CRAVE FOR CARBOHYDRATE. Guilty or not guilty?

Carbohydrates breakdown into simple sugars in our digestive system and provide us with energy. Without carbohydrates our bodies and minds would not be able to function properly. No doubt, many crave for a carbohydrate which is a reason for their challenging weight problem.

Crave for carbohydrate in many people is a hint of a decline in energy levels which can result from lack of nutrition, low blood sugar and addiction. Lack of nutrition can cause a hormone imbalance which can cause you to crave carbohydrate. Ultimately, most food cravings are associated with low blood sugar levels which often hit at the same time of the day, usually in the late afternoon or early morning. They may also occur when you are dieting or after a skipped meal. 

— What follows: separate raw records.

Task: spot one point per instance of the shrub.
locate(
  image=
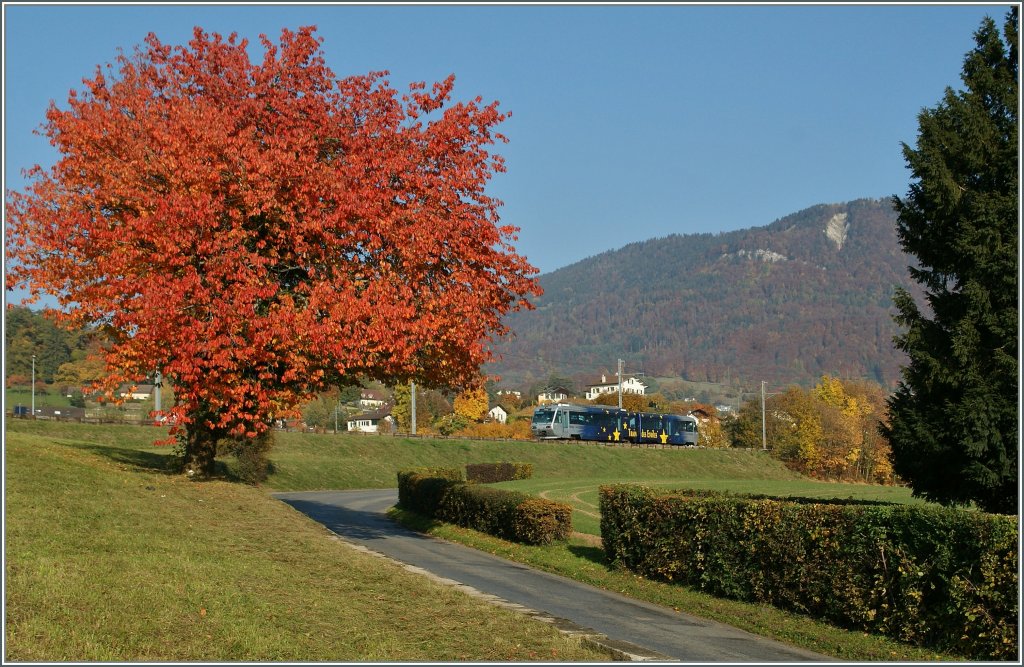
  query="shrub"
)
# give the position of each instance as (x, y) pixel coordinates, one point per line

There are two types of carbohydrates: simple carbohydrates and complex carbohydrates. Examples of complex carbohydrates are whole grain foods, legumes and vegetables. These are not readily absorbed in the body, as they first need to be broken down into simple sugars. Examples of simple carbohydrates are chocolate, cookies and carbonated drinks. These are easily absorbed and can be used immediately as energy. Hence the reason many people crave simple carbohydrates rather than complex carbohydrates, because their bodies needs an immediate energy boost

Have you ever felt that your body is feeling down, and somehow it believes that food will lift you up? Can you remember what you craved for the last time you were depressed, stressed, unhappy or just bored? These feeling can come as a result of low serotonin levels, and may cause you to crave for carbohydrates. When serotonin levels are low, your body sends signal to the brain letting it know that it is hungry. As soon as you eat, your serotonin levels are restored along with your energy. 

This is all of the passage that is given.